Und weil Kunst und Provokation für viele Kreative heute identisch ist, sehen wir an der Wand gegenüber gleich noch einen weiteren Schocker: Drei Kreuze sind dort zu sehen, an denen jeweils eine Dose Sprühkleber mit dem Slogan „No more nails“ („Keine Nägel mehr“) hängt. Auf der nebenstehenden Erklärung heißt es: „Die implizite Hypothese, dass der christliche Heiland auch ohne Nägel, allein mittels Klebstoff hätte gekreuzigt werden können, mutet ebenso grotesk an, wie sie blasphemisch ist.“ Dem ist nichts hinzuzufügen.

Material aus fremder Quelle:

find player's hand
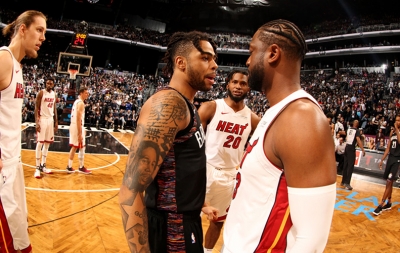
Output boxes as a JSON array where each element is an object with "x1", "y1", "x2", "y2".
[{"x1": 201, "y1": 206, "x2": 219, "y2": 220}]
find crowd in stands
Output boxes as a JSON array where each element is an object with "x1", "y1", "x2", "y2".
[
  {"x1": 22, "y1": 52, "x2": 400, "y2": 153},
  {"x1": 0, "y1": 9, "x2": 400, "y2": 49},
  {"x1": 0, "y1": 6, "x2": 400, "y2": 152}
]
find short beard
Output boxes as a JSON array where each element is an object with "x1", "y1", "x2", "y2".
[
  {"x1": 228, "y1": 89, "x2": 247, "y2": 103},
  {"x1": 249, "y1": 58, "x2": 264, "y2": 92}
]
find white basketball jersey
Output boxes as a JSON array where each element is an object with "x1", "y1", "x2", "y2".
[
  {"x1": 71, "y1": 98, "x2": 85, "y2": 126},
  {"x1": 39, "y1": 89, "x2": 56, "y2": 118},
  {"x1": 206, "y1": 99, "x2": 251, "y2": 169},
  {"x1": 223, "y1": 90, "x2": 318, "y2": 253},
  {"x1": 0, "y1": 47, "x2": 24, "y2": 160}
]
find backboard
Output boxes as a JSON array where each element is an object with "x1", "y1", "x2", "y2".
[{"x1": 57, "y1": 52, "x2": 93, "y2": 76}]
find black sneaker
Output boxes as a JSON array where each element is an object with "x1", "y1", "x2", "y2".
[
  {"x1": 382, "y1": 203, "x2": 392, "y2": 211},
  {"x1": 344, "y1": 184, "x2": 353, "y2": 191},
  {"x1": 372, "y1": 205, "x2": 382, "y2": 215},
  {"x1": 67, "y1": 166, "x2": 75, "y2": 173}
]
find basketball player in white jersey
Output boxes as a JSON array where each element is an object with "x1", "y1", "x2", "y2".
[
  {"x1": 34, "y1": 77, "x2": 58, "y2": 178},
  {"x1": 199, "y1": 69, "x2": 260, "y2": 252},
  {"x1": 223, "y1": 19, "x2": 336, "y2": 253},
  {"x1": 0, "y1": 10, "x2": 47, "y2": 253},
  {"x1": 67, "y1": 86, "x2": 92, "y2": 174}
]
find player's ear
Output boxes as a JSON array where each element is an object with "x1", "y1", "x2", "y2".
[
  {"x1": 175, "y1": 56, "x2": 187, "y2": 71},
  {"x1": 267, "y1": 44, "x2": 282, "y2": 63}
]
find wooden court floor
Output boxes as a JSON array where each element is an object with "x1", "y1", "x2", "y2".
[{"x1": 22, "y1": 125, "x2": 400, "y2": 253}]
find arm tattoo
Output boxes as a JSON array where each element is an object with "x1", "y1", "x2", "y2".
[{"x1": 120, "y1": 92, "x2": 188, "y2": 252}]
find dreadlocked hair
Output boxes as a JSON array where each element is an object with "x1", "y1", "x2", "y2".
[
  {"x1": 162, "y1": 31, "x2": 217, "y2": 76},
  {"x1": 258, "y1": 19, "x2": 307, "y2": 60}
]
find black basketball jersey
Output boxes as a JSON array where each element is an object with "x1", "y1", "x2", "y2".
[
  {"x1": 389, "y1": 132, "x2": 400, "y2": 157},
  {"x1": 346, "y1": 127, "x2": 361, "y2": 150},
  {"x1": 145, "y1": 87, "x2": 206, "y2": 213}
]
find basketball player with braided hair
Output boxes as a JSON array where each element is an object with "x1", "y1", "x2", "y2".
[
  {"x1": 223, "y1": 20, "x2": 336, "y2": 253},
  {"x1": 119, "y1": 32, "x2": 218, "y2": 253},
  {"x1": 0, "y1": 10, "x2": 47, "y2": 252},
  {"x1": 33, "y1": 77, "x2": 58, "y2": 178}
]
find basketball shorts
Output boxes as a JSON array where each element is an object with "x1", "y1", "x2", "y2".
[
  {"x1": 69, "y1": 123, "x2": 86, "y2": 148},
  {"x1": 383, "y1": 155, "x2": 400, "y2": 181},
  {"x1": 37, "y1": 118, "x2": 54, "y2": 143},
  {"x1": 0, "y1": 157, "x2": 31, "y2": 252},
  {"x1": 147, "y1": 208, "x2": 204, "y2": 253},
  {"x1": 206, "y1": 163, "x2": 237, "y2": 222}
]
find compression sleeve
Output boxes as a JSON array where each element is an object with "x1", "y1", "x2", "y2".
[{"x1": 288, "y1": 183, "x2": 336, "y2": 253}]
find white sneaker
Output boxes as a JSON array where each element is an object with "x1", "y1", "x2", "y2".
[
  {"x1": 34, "y1": 169, "x2": 41, "y2": 178},
  {"x1": 40, "y1": 163, "x2": 53, "y2": 174}
]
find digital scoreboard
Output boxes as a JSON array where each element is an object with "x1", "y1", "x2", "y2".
[{"x1": 71, "y1": 33, "x2": 88, "y2": 49}]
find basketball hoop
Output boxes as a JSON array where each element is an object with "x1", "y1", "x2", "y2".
[{"x1": 68, "y1": 69, "x2": 78, "y2": 80}]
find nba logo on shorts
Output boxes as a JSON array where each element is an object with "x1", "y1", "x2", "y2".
[{"x1": 14, "y1": 83, "x2": 24, "y2": 98}]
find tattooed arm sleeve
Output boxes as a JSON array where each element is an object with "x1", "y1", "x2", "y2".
[{"x1": 119, "y1": 90, "x2": 190, "y2": 252}]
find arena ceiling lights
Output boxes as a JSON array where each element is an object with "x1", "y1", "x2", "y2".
[{"x1": 173, "y1": 0, "x2": 270, "y2": 7}]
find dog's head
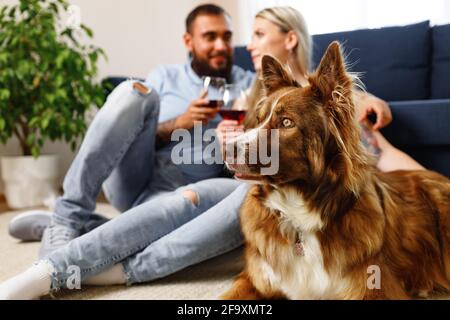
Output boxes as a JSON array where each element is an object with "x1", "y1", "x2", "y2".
[{"x1": 229, "y1": 42, "x2": 364, "y2": 188}]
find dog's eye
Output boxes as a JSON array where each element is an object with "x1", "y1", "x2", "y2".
[{"x1": 283, "y1": 118, "x2": 294, "y2": 128}]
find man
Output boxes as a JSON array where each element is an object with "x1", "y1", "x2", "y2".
[{"x1": 10, "y1": 4, "x2": 254, "y2": 258}]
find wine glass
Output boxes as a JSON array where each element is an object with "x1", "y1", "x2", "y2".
[
  {"x1": 202, "y1": 76, "x2": 227, "y2": 108},
  {"x1": 219, "y1": 84, "x2": 248, "y2": 125}
]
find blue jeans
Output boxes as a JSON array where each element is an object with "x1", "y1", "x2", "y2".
[{"x1": 48, "y1": 81, "x2": 248, "y2": 287}]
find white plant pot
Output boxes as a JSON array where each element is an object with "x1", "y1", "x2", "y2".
[{"x1": 1, "y1": 155, "x2": 59, "y2": 209}]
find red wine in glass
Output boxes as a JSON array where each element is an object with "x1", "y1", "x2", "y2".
[
  {"x1": 205, "y1": 100, "x2": 223, "y2": 108},
  {"x1": 219, "y1": 109, "x2": 247, "y2": 124}
]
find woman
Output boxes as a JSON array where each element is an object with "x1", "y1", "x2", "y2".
[
  {"x1": 0, "y1": 7, "x2": 422, "y2": 299},
  {"x1": 218, "y1": 7, "x2": 424, "y2": 171}
]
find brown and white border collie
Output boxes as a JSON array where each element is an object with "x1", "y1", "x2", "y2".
[{"x1": 222, "y1": 42, "x2": 450, "y2": 299}]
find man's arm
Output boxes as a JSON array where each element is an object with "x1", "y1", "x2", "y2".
[{"x1": 156, "y1": 92, "x2": 219, "y2": 149}]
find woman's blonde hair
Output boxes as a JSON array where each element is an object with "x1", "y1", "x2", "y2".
[
  {"x1": 244, "y1": 7, "x2": 312, "y2": 128},
  {"x1": 255, "y1": 6, "x2": 312, "y2": 75}
]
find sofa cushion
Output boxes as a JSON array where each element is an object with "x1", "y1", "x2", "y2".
[
  {"x1": 234, "y1": 46, "x2": 255, "y2": 72},
  {"x1": 431, "y1": 24, "x2": 450, "y2": 99},
  {"x1": 383, "y1": 99, "x2": 450, "y2": 146},
  {"x1": 313, "y1": 21, "x2": 431, "y2": 101}
]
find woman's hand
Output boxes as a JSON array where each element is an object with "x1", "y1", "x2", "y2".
[{"x1": 356, "y1": 92, "x2": 392, "y2": 130}]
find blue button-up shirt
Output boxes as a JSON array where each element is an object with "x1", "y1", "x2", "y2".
[{"x1": 146, "y1": 62, "x2": 255, "y2": 182}]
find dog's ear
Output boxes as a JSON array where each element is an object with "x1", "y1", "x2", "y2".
[
  {"x1": 310, "y1": 41, "x2": 352, "y2": 101},
  {"x1": 262, "y1": 55, "x2": 300, "y2": 95}
]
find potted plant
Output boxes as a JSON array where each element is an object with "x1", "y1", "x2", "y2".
[{"x1": 0, "y1": 0, "x2": 106, "y2": 208}]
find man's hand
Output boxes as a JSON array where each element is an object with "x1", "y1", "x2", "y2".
[
  {"x1": 356, "y1": 92, "x2": 392, "y2": 130},
  {"x1": 175, "y1": 91, "x2": 219, "y2": 129}
]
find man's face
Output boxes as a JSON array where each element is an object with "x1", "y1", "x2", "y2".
[{"x1": 184, "y1": 15, "x2": 233, "y2": 77}]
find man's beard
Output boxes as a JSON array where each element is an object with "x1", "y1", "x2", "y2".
[{"x1": 191, "y1": 52, "x2": 233, "y2": 83}]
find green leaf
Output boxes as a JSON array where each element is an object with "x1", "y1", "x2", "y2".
[
  {"x1": 0, "y1": 89, "x2": 11, "y2": 100},
  {"x1": 0, "y1": 0, "x2": 106, "y2": 156}
]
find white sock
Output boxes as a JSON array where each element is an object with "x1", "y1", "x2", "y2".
[
  {"x1": 82, "y1": 263, "x2": 126, "y2": 286},
  {"x1": 0, "y1": 261, "x2": 54, "y2": 300}
]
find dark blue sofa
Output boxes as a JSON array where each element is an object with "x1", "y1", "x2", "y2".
[{"x1": 235, "y1": 21, "x2": 450, "y2": 177}]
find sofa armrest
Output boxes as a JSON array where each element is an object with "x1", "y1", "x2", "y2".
[{"x1": 382, "y1": 99, "x2": 450, "y2": 147}]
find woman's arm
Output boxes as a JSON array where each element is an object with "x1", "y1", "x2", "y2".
[{"x1": 354, "y1": 91, "x2": 392, "y2": 130}]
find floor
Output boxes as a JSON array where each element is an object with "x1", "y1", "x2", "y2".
[
  {"x1": 0, "y1": 198, "x2": 450, "y2": 300},
  {"x1": 0, "y1": 199, "x2": 242, "y2": 300}
]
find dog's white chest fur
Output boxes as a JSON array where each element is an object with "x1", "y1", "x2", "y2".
[{"x1": 260, "y1": 191, "x2": 346, "y2": 299}]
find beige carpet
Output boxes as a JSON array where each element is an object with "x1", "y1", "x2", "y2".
[
  {"x1": 0, "y1": 204, "x2": 242, "y2": 300},
  {"x1": 0, "y1": 200, "x2": 450, "y2": 300}
]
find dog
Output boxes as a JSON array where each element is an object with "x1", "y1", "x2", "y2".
[{"x1": 221, "y1": 42, "x2": 450, "y2": 299}]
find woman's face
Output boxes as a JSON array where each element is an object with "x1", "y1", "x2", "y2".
[{"x1": 247, "y1": 18, "x2": 289, "y2": 71}]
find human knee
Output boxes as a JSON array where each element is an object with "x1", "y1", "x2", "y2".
[{"x1": 181, "y1": 190, "x2": 198, "y2": 205}]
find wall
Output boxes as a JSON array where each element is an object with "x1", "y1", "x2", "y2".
[{"x1": 0, "y1": 0, "x2": 244, "y2": 193}]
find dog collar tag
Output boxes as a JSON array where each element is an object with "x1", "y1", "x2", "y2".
[{"x1": 295, "y1": 233, "x2": 305, "y2": 257}]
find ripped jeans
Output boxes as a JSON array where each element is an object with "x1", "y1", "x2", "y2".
[{"x1": 46, "y1": 81, "x2": 248, "y2": 289}]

Aber das ist nur ein vergleichsweise harmloses Spiel mit Ideen. Noch schrecklicher ist das Experiment einer kubanischen Künstlerin: Sie ließ sich künstlich mit dem Sperma eines Toten befruchten und wurde schwanger. Der Versuch am eigenen Körper soll zeigen, wie stark Leben und Tod miteinander verbunden sind, so die Künstlerin. Provokation um der Provokation willen. Auch hier gibt die nebenstehende Erklärung umfassend Auskunft: „Wegen biologischer und erblich bedingter Umstände der Frau kam es zu einem natürlichen Abort mit schweren psychologischen Folgen.“

Alle glauben!

Diese Ausstellung ist ein Irrenhaus, das an fast jeder Ecke nach Tod und Verwesung stinkt. Sie zeigt, wie wir Menschen mit uns selbst ringen und verzweifelt nach Halt und Heil suchen. Und sie zeigt, dass es unmöglich ist, nicht religiös zu sein. Selbst wer nicht glaubt, glaubt! Der Atheist schafft sich dann eben seinen eigenen Gott – verkleidet als Materialismus, Vernunft, Kunst oder als Ich. Alles kann dem Menschen zur Religion werden, alles kann er missbrauchen. Die dunkle Seite der Menschheit wird hier in ihrem ganzen verheerenden Ausmaß vorgestellt.